Oh, those workplace departure e-mails. (Thank you, Slate, for finally giving me something to actually call the things.) They’re so fun to write! and sometimes, they are really fun to read.
I’ve quit three jobs in which a “workplace departure e-mail” seemed called for. I didn’t feel the need to generate one for any of my babysitting jobs growing up, nor did I whip one up for McDonald’s (dudes, not only did I not have an e-mail address, I didn’t even have a computer, and hardly anybody else who worked there at the time did either), and a field-based Army unit in Europe doesn’t really require an electronic notification when you’re outprocessing. However, once I graduated college, engineering degree clutched in my hot little hand, my subsequent corporate adventures did, indeed, sort of require some kind of generalized e-notification of various coworkers and bosses, both mine and other people’s, upon my leaving those jobs for greener pastures. So I had to start cobbling them together.
I’ve never really had too much trouble knowing what to say. Platitudes apparently come as naturally to me as breathing. It’s been a great experience working with all of you! I can chirp cheerily on command. I wish you all well in your future endeavors! I generally consider myself a very honest person, but apparently, there are some circumstances under which I can lie like a rug with no qualms whatsoever. Quitting a job that I may or may not have come to hate to the point where each new day brings a new outbreak of hives is one of them.
The part of the workplace departure e-mail ritual that always threw me for a loop was who, exactly, to send the missive to. Every place I’ve worked has strongly discouraged e-mailing the entire freakin’ company, a policy with which I heartily agree, sometimes to the point where the ability to put in the companywide e-mail address is locked out from most of the employees. (Now, if only they will start removing the ability of said employees to “reply ALL” to those emails sent out to the entire company by the original, authorized personnel. No, Cathy in the London office, I don’t care that you’ve lost your password to the document management server nor, Bob from Sacramento, do I care that you and your family will be unable to attend the local company community service awards ceremony.)
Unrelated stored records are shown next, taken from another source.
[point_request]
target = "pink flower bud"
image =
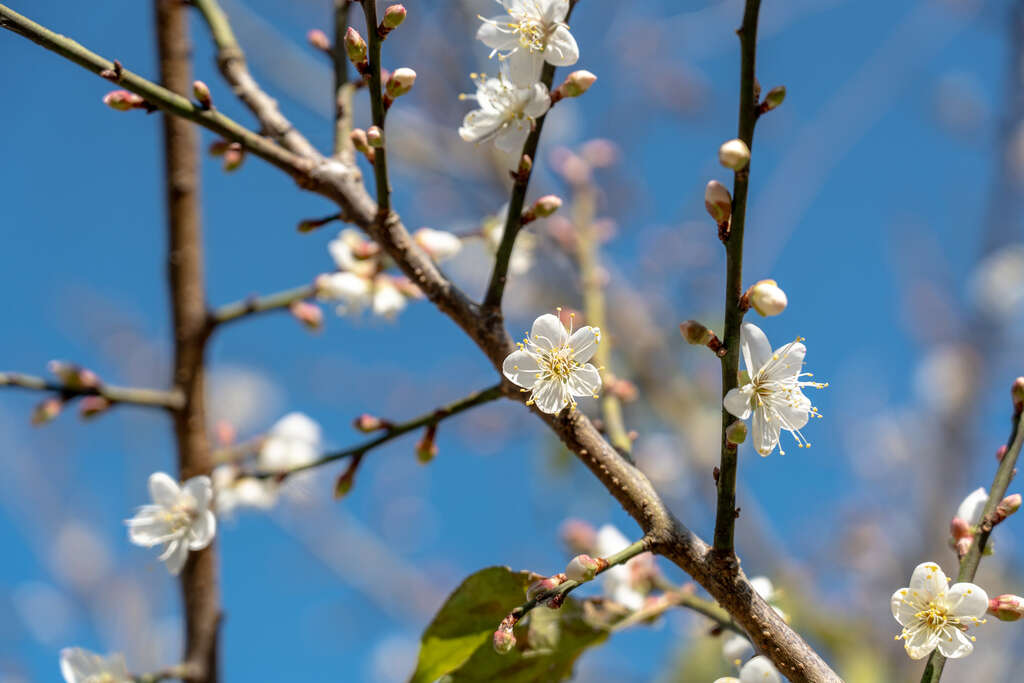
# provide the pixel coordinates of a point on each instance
(318, 40)
(583, 567)
(122, 100)
(734, 155)
(1007, 607)
(202, 93)
(393, 16)
(504, 641)
(355, 47)
(400, 82)
(718, 202)
(767, 298)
But who do I send it to..? Can I get away with not sending it to the people I can’t stand…? No, not really, because even if those people can’t stand me in return, they’re usually just the type to make a big stink about being excluded from my workplace departure e-mail. Well, in that case, can I not include my new e-mail address..? No, because I do want some people to have it, both in terms of personal warmth and business referrals, and if I send some people an edited version that does not include my new e-mail address, again, they’ll probably get offended even if they can’t stand me. And how about people I worked with but who are either several levels above me or in only distantly-related departments..? Is it presumptuous of me to e-mail the first and peculiar of me to e-mail the second? But if I don’t, again again, will somebody Get Offended..?
And so on and so forth. But to the best of my knowledge, nothing bad has ever come of any of my workplace departure e-mails, so I must have muddled through the whole situation well enough each time…however, I can’t say that’s been the case for every workplace departure e-mail I’ve ever seen. Heh. Actually, some of ‘em have been a scream–for me, the sadistic observer; probably less of a scream for the author and some of the recipients, but given the e-mails themselves, clearly there was a Situation there that long preceeded the email. A few of my favorites from over the years–each sent to either the entire company, or a large subsection thereof:
“I just want you all to remember, what comes around goes around, and you know who I’m talking to.”
“I’ve had it with this situation. If I don’t get a response to this e-mail in ten minutes, I’m sending it out to everybody in the company so they can all see what idiots you are.” (I don’t know if this was supposed to be a workplace departure e-mail, but it sure turned into one; the author was fired the next day.)
“I haven’t always enjoyed working here, but it has been a learning experience.”
“Please don’t ask me why I’m leaving, I can’t talk about it, but you’re welcome to e-mail me privately to get the whole story.”
As the title of this post says–if you know or have any good ones of your own, share!